Robert Davis

Robert Davis Wine, cigarettes, songs and such
Luce Gallery, Turin
March 26 – May 11 2013

Robert Davis
Robert Davis will present in march his frst solo exhibitoon in our gallery with a new body of work.
Using unconventional materials like wine, beer, coffee or ash, combining them with oil or olisticks, the artist use elements that normally stimulate the ordinary life of every person to explore the boundaries between the different sensory perceptions related to the paintings in both ways of optical perception combined with a more sensitive feeling that the materials reveal to the viewer.
Representing gestural forms, the artist slide the point of interst on how these materials react on the canvases, burlaps, linens or leathers he use for painting. The causality of this reaction often depends from the single kind of material, every one used is different and have different reactions of colour with the media itself, like every wine or used beer, for instance, contain a different and unique palette and feeling when fxed in a single work.
This random of substances in accompanined by gestural nature of the sign. The act of painting has to be seen in the gesture of rubbing, brushing, pouring or scratching.
“When I start a painting I don’t want any reference points. There are direct actions visible in the work. The whole thing evolves visually to that there are never any perceptions. My paintings have a close relationship to drawning and structure, to directon and rhytm. I like wine. I also like coffee and cigarettes. Viewing a painting is much like consuming it. We take it and then decide whether we like it or not. On the other hand, I undertsand that painting is nostalgic. I love period pieces. I draw on that nostalgia for my palette and titles.
My use of colour in one thing in my practice that refers clearly to something outside itself. certain events, room, places, things that I have read, heard or experienced in any way can dictate choice of colour.

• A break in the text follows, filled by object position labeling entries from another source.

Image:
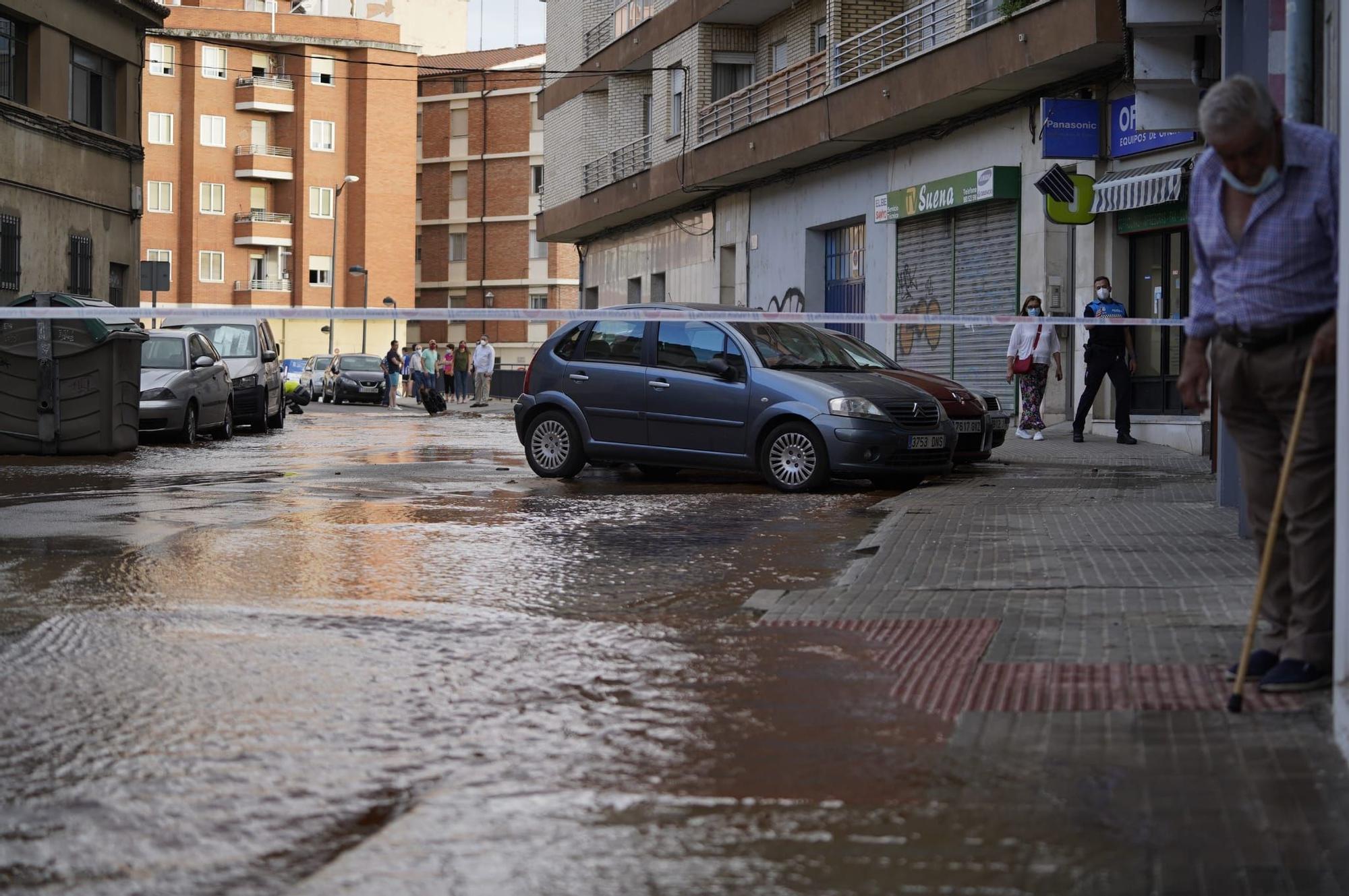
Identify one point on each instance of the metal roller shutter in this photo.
(923, 287)
(985, 284)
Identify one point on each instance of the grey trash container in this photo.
(69, 386)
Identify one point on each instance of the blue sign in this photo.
(1070, 130)
(1126, 137)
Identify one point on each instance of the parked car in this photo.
(312, 376)
(250, 351)
(355, 378)
(980, 427)
(185, 386)
(783, 400)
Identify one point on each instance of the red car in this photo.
(981, 425)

This same sense of nostalgia also informs the collage paintings. Sometimes a photo falls into my lap and it does what it is supposed to do”.
The use of text, found images and unconventional materials acts as a break in intelligibility that calls attention to the code. Naming Davis a code-breaker, misses the deeper impact of his work, which is all about affection. Updating Dubuffet’s Texturologies, Davis uses bases and addictive substances to gesture toward the real feeling of the world and our sense’s inadequacy to understanding it. His titles are an important part of this, not just the name of a thing, but an indication ofhis serious ans sentimental intentions.
“I know it’s ok to be inspired by John Cougar Mellencamp as much as it is to be inspired by Malevich, I know it’s ok to be a banker with a spray paint fetish, and I know when I’m looking at a Robert Davis painting I’m looking at something trascendent crafted from biblically elemental materials. Paintings made of wine and weed, coffee and cigarettes with their sacramental perfect linen below them, smears of history like Veronica’s Veil above, the supports an altar for the marks” “I got more milk than Louis Pasteur” is the source for the title of a Robert Davis painting and it’s a pithy analogue for his deft combination of swagger and sincerity.
Robert Davis began his carrier presenting collaborative works with Michae Langlois made by the common interest of the two artists. During this early years they were also hosted by the Museum of Contemporary Art in Chicago for a solo show and at the Magdeburg Museum for another solo exhibition curated by they’re friend Rashid Johnson with whom Robert Davis still works.